Live from Portland is the first live album by the Christian rock band Kutless. It was released on December 5, 2006. It was recorded on March 16, 2006, in the band's hometown of Portland, Oregon. The album comes with a CD of the concert's audio, and a DVD with the concert itself. The DVD is slightly longer than the CD, including drum solos from drummer Jeffrey Gilbert. The DVD also contains the band's music video for "Shut Me Out", and a documentary about the show and the band being on tour.
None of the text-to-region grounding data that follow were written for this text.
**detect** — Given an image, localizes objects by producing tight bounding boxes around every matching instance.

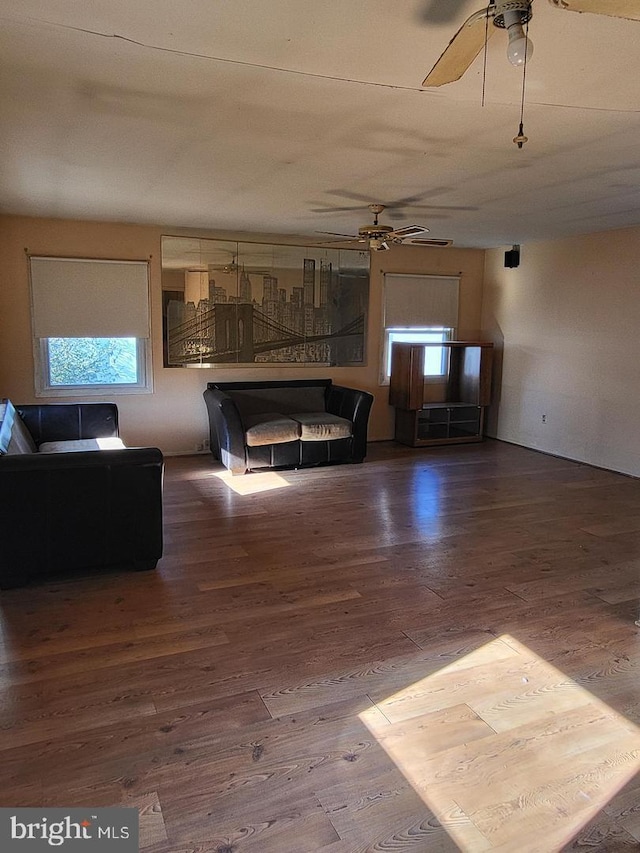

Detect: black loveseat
[203,379,373,474]
[0,400,164,589]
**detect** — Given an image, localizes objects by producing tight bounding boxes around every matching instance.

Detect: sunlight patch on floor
[211,469,292,495]
[359,633,640,852]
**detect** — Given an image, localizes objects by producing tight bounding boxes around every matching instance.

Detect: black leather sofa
[0,401,164,589]
[203,379,374,474]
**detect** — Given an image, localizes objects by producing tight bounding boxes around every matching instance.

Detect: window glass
[384,327,453,380]
[36,337,149,395]
[46,338,140,386]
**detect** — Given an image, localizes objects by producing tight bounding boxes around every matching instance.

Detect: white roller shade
[384,273,459,327]
[30,257,150,338]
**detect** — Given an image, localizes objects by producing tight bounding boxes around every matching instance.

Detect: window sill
[35,385,153,398]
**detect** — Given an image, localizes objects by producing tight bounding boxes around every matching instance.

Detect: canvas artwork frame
[161,236,370,368]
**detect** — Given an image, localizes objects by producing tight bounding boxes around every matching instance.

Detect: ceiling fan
[211,260,239,275]
[208,254,269,276]
[206,251,240,275]
[422,0,640,87]
[311,189,476,219]
[318,204,430,251]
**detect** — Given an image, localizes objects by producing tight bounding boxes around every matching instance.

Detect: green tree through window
[48,338,138,386]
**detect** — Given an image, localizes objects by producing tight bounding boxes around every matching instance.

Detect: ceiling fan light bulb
[506,26,533,67]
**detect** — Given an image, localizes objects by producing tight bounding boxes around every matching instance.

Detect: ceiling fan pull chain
[513,16,530,148]
[481,5,491,107]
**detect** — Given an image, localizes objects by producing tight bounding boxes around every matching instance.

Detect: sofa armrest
[0,446,162,472]
[326,384,374,461]
[0,447,164,587]
[203,388,247,474]
[16,403,120,445]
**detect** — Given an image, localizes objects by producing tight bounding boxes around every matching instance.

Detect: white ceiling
[1,0,639,248]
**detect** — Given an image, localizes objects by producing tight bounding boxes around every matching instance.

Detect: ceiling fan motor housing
[493,1,532,28]
[358,224,394,238]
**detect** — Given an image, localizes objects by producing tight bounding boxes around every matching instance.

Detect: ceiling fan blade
[548,0,640,20]
[406,204,478,211]
[309,205,363,213]
[315,230,361,239]
[410,238,454,247]
[422,7,495,87]
[323,190,382,204]
[384,192,438,207]
[389,225,430,238]
[314,239,364,248]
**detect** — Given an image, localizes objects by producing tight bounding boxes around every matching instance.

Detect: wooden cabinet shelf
[390,342,493,448]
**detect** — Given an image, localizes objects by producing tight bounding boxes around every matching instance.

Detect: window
[29,257,151,396]
[382,273,459,384]
[42,337,146,389]
[383,327,454,380]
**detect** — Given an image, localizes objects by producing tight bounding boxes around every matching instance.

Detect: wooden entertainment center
[389,341,494,447]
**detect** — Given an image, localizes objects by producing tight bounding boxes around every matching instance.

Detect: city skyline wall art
[161,236,370,368]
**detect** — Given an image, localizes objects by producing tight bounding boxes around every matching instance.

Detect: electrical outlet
[541,414,547,424]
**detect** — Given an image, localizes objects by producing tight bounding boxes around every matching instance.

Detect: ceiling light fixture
[493,2,534,67]
[492,3,533,148]
[505,11,533,66]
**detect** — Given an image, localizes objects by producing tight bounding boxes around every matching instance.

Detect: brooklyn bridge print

This is the band's last release with longtime guitarist Ryan Shrout, though his last studio album with them was Hearts of the Innocent.

Professional ratings
Review scores
| Source | Rating |
| Jesus Freak Hideout |  |

==Track listing==

Album release
| No. | Title | Writer(s) | Original studio recording on | Length |
|---|---|---|---|---|
| 1. | "Hearts of the Innocent" | Aaron Sprinkle, Jon Micah Sumrall, Ryan Shrout | Hearts of the Innocent | 3:50 |
| 2. | "Treason" | Sprinkle, Sumrall, Kyle Mitchell, James Mead, Shrout | Sea of Faces | 3:19 |
| 3. | "Troubled Heart" | Sprinkle, Sumrall, Mitchell, Mead, Shrout | Sea of Faces | 3:51 |
| 4. | "Shut Me Out" | Sumrall, Ethan Luck | Hearts of the Innocent | 6:04 |
| 5. | "Sea of Faces" | Sprinkle, Sumrall, Mitchell, Mead, Shrout | Sea of Faces | 4:06 |
| 6. | "Strong Tower" | Marc Byrd, Mark Lee, Sprinkle, Sumrall | Strong Tower | 4:00 |
| 7. | "Better Is One Day" | Matt Redman | Strong Tower | 5:16 |
| 8. | "Run" | Sumrall, Mitchell, Mead, Shrout, Nathan Stuart | Kutless | 5:02 |
| 9. | "Pride Away" | Ben Hulburt, Sumrall, Mitchell, Mead, Shrout, Stuart | Kutless | 4:02 |
| 10. | "Tonight" | Sumrall, Mitchell, Mead, Shrout, Stuart | Kutless | 4:15 |
| 11. | "Let You In" | Sprinkle, Sumrall, Mitchell, Mead, Shrout | Sea of Faces | 3:29 |
| 12. | "Somewhere in the Sky" | Sumrall, Mead | Hearts of the Innocent | 3:04 |
| 13. | "Not What You See" | Sprinkle, Sumrall, Mitchell, Mead, Shrout | Sea of Faces | 4:06 |
| 14. | "Beyond the Surface" | Sprinkle, Sumrall, Mead | Hearts of the Innocent | 3:14 |
| 15. | "Your Touch" | Sumrall, Mitchell, Mead, Shrout, Stuart | Kutless | 5:22 |
| Total length: |  |  |  | 63:00 |

== Personnel ==

Kutless
- Jon Micah Sumrall – lead vocals
- James Mead – guitars, backing vocals
- Ryan Shrout – guitars, backing vocals
- Dave Leutkenhoelter – bass
- Jeffrey Gilbert – drums

=== Production ===
- Brandon Ebel – executive producer
- Tyson Paoletti – executive producer
- Kevin Sheppard – A&R
- Zach Hodges – producer
- J.R. McNeely – producer, mixing
- Rob Burrell – recording
- Troy Glessner – mastering at Spectre Studios (Tacoma, Washington)
- Ed Janiszewski – production manager
- Invisible Creatures, Inc. – art direction
- Don Clark – design
- Bryan Myss – photography
- Chance Hoag and Darren Tyler at Platform Artis Management – management

==Awards==
In 2008, the album received a nomination for a Dove Award for Long Form Music Video of the Year at the 39th GMA Dove Awards.